You are viewing a plain text version of this content. The canonical link for it is here.
Posted to user@flink.apache.org by Sergii Mikhtoniuk <mi...@gmail.com> on 2020/06/21 20:37:05 UTC

Interaction of watermarks and windows

Greetings,

When playing around with the following simple event-time stream aggregation:

      SELECT
        TUMBLE_START(event_time, INTERVAL '1' DAY) as event_time,
        ...
      FROM input
      GROUP BY TUMBLE(event_time, INTERVAL '1' DAY), symbol

...to my surprise I found out that the tumbling window operator has no
effect on the watermarks of the resulting append stream - the watermarks of
the input stream are propagated as-is.

This seems to be a documented behavior
https://ci.apache.org/projects/flink/flink-docs-stable/dev/stream/operators/windows.html#interaction-of-watermarks-and-windows
but
it's still very counter-intuitive to me and I couldn't find any explanation
of it.

My understanding of the watermarking is that MOST data is expected to
arrive with event time below the stream's watermark.
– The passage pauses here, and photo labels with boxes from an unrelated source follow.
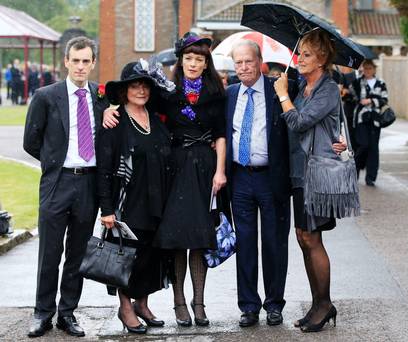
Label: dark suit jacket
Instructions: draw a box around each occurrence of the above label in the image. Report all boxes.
[24,80,109,201]
[226,76,295,201]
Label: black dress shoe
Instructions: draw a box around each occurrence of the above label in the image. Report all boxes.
[190,300,210,327]
[266,310,283,325]
[133,303,164,328]
[27,318,52,337]
[56,315,85,337]
[239,311,259,328]
[118,308,147,334]
[173,304,193,327]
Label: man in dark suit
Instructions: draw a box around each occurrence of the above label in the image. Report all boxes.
[24,37,107,337]
[226,40,291,327]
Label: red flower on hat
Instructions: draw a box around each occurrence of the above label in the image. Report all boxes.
[186,93,198,104]
[96,84,105,99]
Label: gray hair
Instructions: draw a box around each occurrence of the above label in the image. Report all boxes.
[65,36,97,61]
[231,39,262,60]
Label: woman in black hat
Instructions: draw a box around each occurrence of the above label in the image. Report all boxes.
[154,32,226,326]
[97,60,174,334]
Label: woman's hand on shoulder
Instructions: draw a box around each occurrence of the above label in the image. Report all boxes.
[101,214,116,229]
[273,72,288,97]
[213,172,227,194]
[102,107,120,128]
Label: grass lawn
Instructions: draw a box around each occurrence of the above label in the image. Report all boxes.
[0,159,40,229]
[0,105,27,126]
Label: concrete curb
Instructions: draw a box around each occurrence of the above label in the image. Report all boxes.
[0,229,38,255]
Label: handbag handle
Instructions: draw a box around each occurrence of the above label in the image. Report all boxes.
[97,226,124,255]
[309,98,354,157]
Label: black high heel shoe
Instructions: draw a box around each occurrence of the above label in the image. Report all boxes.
[133,303,164,328]
[190,300,210,327]
[118,308,147,334]
[300,305,337,332]
[173,304,193,327]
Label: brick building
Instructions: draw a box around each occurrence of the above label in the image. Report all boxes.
[99,0,406,82]
[99,0,194,82]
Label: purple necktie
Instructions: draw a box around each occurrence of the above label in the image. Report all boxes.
[75,88,94,161]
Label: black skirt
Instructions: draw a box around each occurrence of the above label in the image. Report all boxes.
[108,230,173,299]
[293,188,336,231]
[154,144,216,249]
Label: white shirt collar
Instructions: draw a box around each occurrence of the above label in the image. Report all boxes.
[239,74,264,95]
[66,76,91,96]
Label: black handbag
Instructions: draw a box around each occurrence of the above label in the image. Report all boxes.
[377,105,396,128]
[79,228,136,288]
[0,211,11,236]
[304,101,360,218]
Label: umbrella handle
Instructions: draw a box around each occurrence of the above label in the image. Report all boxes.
[285,36,302,74]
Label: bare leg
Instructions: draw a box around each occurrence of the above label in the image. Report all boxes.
[118,290,141,327]
[134,296,155,319]
[297,229,333,324]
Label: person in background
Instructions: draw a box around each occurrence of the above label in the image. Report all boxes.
[4,63,12,99]
[28,63,40,96]
[353,59,388,186]
[10,59,23,104]
[42,64,54,87]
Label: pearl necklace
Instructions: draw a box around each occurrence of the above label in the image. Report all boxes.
[125,106,151,135]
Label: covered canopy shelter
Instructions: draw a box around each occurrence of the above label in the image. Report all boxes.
[0,6,61,100]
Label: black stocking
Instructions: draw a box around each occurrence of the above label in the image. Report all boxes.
[173,249,190,320]
[296,229,332,324]
[189,249,207,319]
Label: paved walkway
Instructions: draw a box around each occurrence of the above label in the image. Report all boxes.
[0,121,408,342]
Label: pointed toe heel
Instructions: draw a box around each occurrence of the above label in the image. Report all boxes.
[173,304,193,327]
[190,300,210,327]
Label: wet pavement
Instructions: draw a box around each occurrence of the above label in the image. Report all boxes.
[0,120,408,341]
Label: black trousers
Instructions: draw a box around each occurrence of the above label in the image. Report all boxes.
[355,122,381,182]
[34,172,98,318]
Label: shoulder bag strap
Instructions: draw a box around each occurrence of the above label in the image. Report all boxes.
[340,98,354,157]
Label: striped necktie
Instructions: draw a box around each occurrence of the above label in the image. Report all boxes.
[238,88,255,166]
[75,88,95,161]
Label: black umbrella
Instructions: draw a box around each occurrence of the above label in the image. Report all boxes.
[354,43,378,59]
[154,49,177,66]
[241,3,364,69]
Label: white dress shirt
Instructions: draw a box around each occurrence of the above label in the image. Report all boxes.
[64,77,96,168]
[232,75,268,166]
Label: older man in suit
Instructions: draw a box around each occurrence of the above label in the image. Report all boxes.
[24,37,108,337]
[226,40,291,327]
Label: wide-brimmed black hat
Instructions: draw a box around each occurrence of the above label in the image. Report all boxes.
[174,32,212,57]
[105,61,154,105]
[105,59,176,105]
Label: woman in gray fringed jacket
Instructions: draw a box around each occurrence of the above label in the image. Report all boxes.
[275,30,345,332]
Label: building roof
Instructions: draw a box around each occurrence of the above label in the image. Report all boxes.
[0,6,61,48]
[350,10,401,37]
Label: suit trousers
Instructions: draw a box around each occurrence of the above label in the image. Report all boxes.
[34,172,98,318]
[355,122,381,182]
[232,165,290,312]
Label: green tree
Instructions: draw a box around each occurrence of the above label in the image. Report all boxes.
[390,0,408,44]
[0,0,99,38]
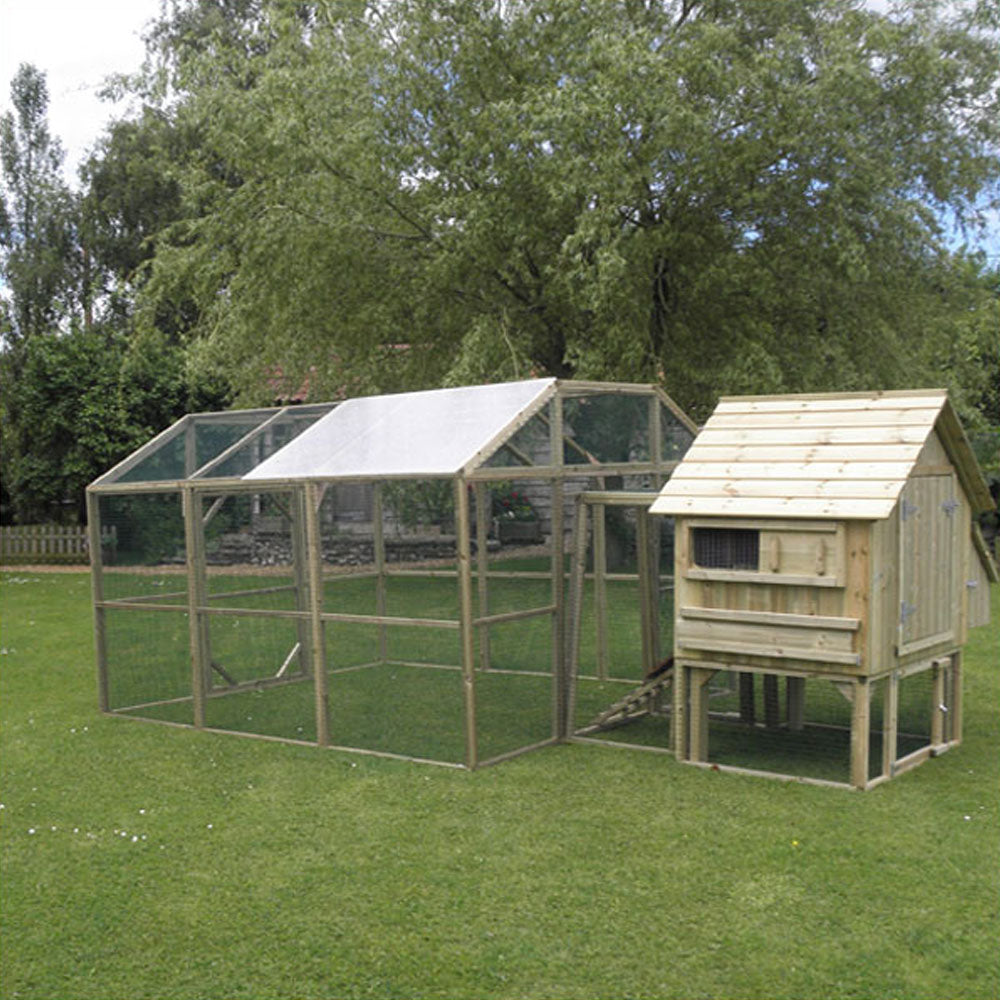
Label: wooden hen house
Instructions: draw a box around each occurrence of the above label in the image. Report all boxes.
[651,390,997,788]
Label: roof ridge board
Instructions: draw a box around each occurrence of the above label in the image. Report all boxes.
[719,389,948,403]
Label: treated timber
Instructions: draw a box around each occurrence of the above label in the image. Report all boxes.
[474,483,492,670]
[182,489,209,729]
[592,504,609,680]
[549,395,569,738]
[455,476,479,771]
[372,483,388,660]
[303,482,330,746]
[851,679,871,789]
[558,496,599,739]
[86,490,110,712]
[187,406,288,479]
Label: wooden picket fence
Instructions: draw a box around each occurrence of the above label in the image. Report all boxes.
[0,524,115,565]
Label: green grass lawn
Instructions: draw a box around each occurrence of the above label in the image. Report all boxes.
[0,571,1000,998]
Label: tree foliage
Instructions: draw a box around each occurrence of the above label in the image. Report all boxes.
[0,63,79,347]
[131,0,1000,413]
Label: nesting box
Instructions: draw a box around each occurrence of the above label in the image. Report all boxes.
[651,390,997,788]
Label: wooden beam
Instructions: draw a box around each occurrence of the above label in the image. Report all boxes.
[559,496,588,739]
[372,483,389,662]
[851,678,871,789]
[302,482,330,746]
[181,487,210,729]
[474,483,492,670]
[86,490,110,712]
[589,503,609,680]
[454,476,479,771]
[785,676,806,733]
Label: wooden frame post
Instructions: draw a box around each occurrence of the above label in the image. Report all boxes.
[785,676,806,733]
[593,503,609,681]
[931,660,948,746]
[455,476,479,771]
[86,490,111,712]
[851,678,871,789]
[288,491,314,676]
[688,667,716,763]
[763,674,781,729]
[882,670,899,778]
[671,662,691,760]
[739,670,757,726]
[302,481,330,747]
[951,649,963,743]
[372,483,389,663]
[549,393,566,737]
[635,510,660,677]
[181,486,209,729]
[556,496,588,739]
[474,482,492,670]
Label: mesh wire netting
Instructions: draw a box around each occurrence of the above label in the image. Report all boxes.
[708,671,852,784]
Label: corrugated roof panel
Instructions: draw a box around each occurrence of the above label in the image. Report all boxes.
[243,379,555,480]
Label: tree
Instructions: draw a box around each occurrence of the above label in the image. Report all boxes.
[0,63,79,347]
[127,0,1000,413]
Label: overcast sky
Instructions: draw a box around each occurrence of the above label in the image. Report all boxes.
[0,0,160,182]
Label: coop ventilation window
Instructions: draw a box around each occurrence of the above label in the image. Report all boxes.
[693,528,760,570]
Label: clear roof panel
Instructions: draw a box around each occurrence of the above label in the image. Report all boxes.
[243,379,555,480]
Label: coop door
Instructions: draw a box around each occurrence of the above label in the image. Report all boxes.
[899,475,959,654]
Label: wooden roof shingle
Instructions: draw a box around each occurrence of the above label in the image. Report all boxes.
[650,389,993,520]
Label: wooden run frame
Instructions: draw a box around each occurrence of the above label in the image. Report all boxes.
[672,649,962,791]
[87,381,697,770]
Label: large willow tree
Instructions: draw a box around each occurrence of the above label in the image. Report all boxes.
[135,0,1000,413]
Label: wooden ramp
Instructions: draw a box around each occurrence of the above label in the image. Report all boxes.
[577,657,674,736]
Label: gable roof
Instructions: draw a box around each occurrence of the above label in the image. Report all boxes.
[650,389,993,520]
[243,378,556,480]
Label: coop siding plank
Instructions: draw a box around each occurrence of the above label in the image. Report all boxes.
[681,607,860,632]
[677,618,857,663]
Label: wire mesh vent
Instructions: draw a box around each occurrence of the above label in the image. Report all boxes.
[694,528,760,570]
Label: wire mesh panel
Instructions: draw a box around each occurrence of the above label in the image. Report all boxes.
[707,671,864,784]
[571,500,673,749]
[896,667,935,760]
[205,614,316,741]
[483,403,552,468]
[563,392,652,465]
[98,492,187,606]
[104,608,193,724]
[196,406,332,478]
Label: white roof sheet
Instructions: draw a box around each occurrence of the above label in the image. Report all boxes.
[243,378,556,480]
[650,389,961,519]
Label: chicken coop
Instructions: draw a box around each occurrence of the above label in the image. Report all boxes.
[87,379,696,769]
[651,390,997,788]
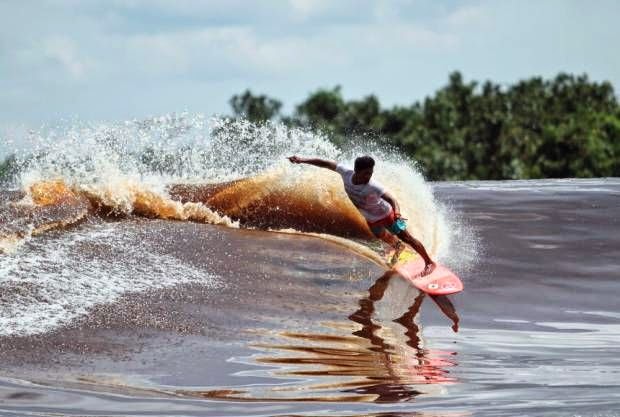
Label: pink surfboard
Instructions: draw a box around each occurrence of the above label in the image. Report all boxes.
[392,249,463,295]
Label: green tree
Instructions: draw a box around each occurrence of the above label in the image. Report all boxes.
[229,90,282,123]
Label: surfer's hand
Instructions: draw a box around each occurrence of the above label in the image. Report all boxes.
[394,212,407,220]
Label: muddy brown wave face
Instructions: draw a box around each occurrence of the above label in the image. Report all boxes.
[0,171,372,250]
[170,177,372,238]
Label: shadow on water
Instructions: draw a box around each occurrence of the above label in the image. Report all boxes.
[178,272,456,403]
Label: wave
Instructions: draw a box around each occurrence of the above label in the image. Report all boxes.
[2,114,458,256]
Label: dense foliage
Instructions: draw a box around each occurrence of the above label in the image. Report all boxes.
[231,72,620,180]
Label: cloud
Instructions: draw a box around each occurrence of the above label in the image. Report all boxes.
[41,36,88,79]
[443,5,489,27]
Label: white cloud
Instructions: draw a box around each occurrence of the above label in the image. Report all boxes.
[444,5,489,27]
[42,36,88,79]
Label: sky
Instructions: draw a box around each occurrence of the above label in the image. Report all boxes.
[0,0,620,131]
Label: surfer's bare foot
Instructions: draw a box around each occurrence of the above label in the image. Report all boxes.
[388,242,405,266]
[422,262,435,276]
[452,320,459,333]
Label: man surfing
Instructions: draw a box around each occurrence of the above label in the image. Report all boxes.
[288,155,459,332]
[288,155,435,274]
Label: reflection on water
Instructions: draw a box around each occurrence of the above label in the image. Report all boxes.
[178,273,456,403]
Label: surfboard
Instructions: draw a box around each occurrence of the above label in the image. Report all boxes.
[388,248,463,295]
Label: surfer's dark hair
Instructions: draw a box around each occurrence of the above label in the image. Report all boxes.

Late events are either
discarded or should be handled as exceptional cases, e.g. via "allowed
lateness".

So in my aggregation above I was expecting the result watermark to be
offset by ~1 day from the input and be emitted only after a tumbling window
closes. Instead, with input watermarks propagated as-is ALL events in the
resulting stream end up being late in relation to the current watermark...
Doesn't this behavior ruin the composition, as downstream operators will be
discarding all late data?

I'd greatly appreciate if someone could shed light on this design decision.

Thanks,
Sergii

Re: Interaction of watermarks and windows

Posted by Jark Wu <im...@gmail.com>.
Hi Sergii,

Window operator won't affect/adjust the output watermark, it just
propagated as-is which is said in the document.
I think the mistake here is you are using the wrong event-time of the
window, actually, you should use TUMBLE_ROWTIME(...) as event_time [1].
The event-time of the window should be the maximal timestamp of the window,
e.g. a window of [10:00, 11:00), the event-time of this window should be
10:59.999,
not the start time. Because it indicates when this event happens, a window
happens when the window is closed (the max timestamp).
That's how TUMBLE_ROWTIME calculated in Flink SQL.

Best,
Jark

[1]:
https://ci.apache.org/projects/flink/flink-docs-release-1.10/dev/table/sql/queries.html#selecting-group-window-start-and-end-timestamps


On Mon, 22 Jun 2020 at 04:37, Sergii Mikhtoniuk <mi...@gmail.com>
wrote:

> Greetings,
>
> When playing around with the following simple event-time stream
> aggregation:
>
>       SELECT
>         TUMBLE_START(event_time, INTERVAL '1' DAY) as event_time,
>         ...
>       FROM input
>       GROUP BY TUMBLE(event_time, INTERVAL '1' DAY), symbol
>
> ...to my surprise I found out that the tumbling window operator has no
> effect on the watermarks of the resulting append stream - the watermarks of
> the input stream are propagated as-is.
>
> This seems to be a documented behavior
> https://ci.apache.org/projects/flink/flink-docs-stable/dev/stream/operators/windows.html#interaction-of-watermarks-and-windows but
> it's still very counter-intuitive to me and I couldn't find any explanation
> of it.
>
> My understanding of the watermarking is that MOST data is expected to
> arrive with event time below the stream's watermark. Late events are either
> discarded or should be handled as exceptional cases, e.g. via "allowed
> lateness".
>
> So in my aggregation above I was expecting the result watermark to be
> offset by ~1 day from the input and be emitted only after a tumbling window
> closes. Instead, with input watermarks propagated as-is ALL events in the
> resulting stream end up being late in relation to the current watermark...
> Doesn't this behavior ruin the composition, as downstream operators will be
> discarding all late data?
>
> I'd greatly appreciate if someone could shed light on this design decision.
>
> Thanks,
> Sergii
>

Re: Interaction of watermarks and windows

Posted by Benchao Li <li...@apache.org>.
Hi Sergii,

The current watermark strategy is correct.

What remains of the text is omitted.